# Least resource intensive distro?



## Braveheart (May 23, 2010)

I need it to run on a 30 year old toaster (not really) and works well with old nvidia cards. Ubuntu and Fedora aren't cutting it.


----------



## hat (May 23, 2010)

probably something like DSL or freeBSD


----------



## Braveheart (May 23, 2010)

what about easyPeasy?


----------



## hat (May 23, 2010)

I never heard of that before. I'm not a Linux guru, I'm just throwing whatever little I can offer out there.


----------



## Easy Rhino (May 23, 2010)

damn small linux is good for your needs but prolly not enough options. i would go with puppy linux as it loads on a 64MB ram disk. check it out 

http://distrowatch.com/table.php?distribution=puppy


----------



## Braveheart (May 23, 2010)

64mb? exactly what I needed  I shall try EasyPeasy 1.6 first, read the latest Linux Journal Article on it and seems very nice.


----------



## regexorcist (May 23, 2010)

I'll second that...
Puppy is awesome, I always have a Puppy CD around.

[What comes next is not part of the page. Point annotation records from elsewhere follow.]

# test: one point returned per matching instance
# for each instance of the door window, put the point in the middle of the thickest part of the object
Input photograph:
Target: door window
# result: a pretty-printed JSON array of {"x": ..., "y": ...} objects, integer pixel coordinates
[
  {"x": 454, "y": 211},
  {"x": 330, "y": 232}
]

My daughter was using TeenPup for a while


----------



## hellrazor (May 27, 2010)

regexorcist said:


> Puppy is awesome, I always have a Puppy CD around.



I know the feeling 

Although on another note, I used my Puppy CD to resize my NTFS partition and ever since Lubuntu (my main distro) sets the owner as the first user to mount it, sets it as read/write for the owner, and nothing for other users. It doesn't really affect me too much, but it does get annoying sometimes (having to reboot it to log on as a different user, etc.).


----------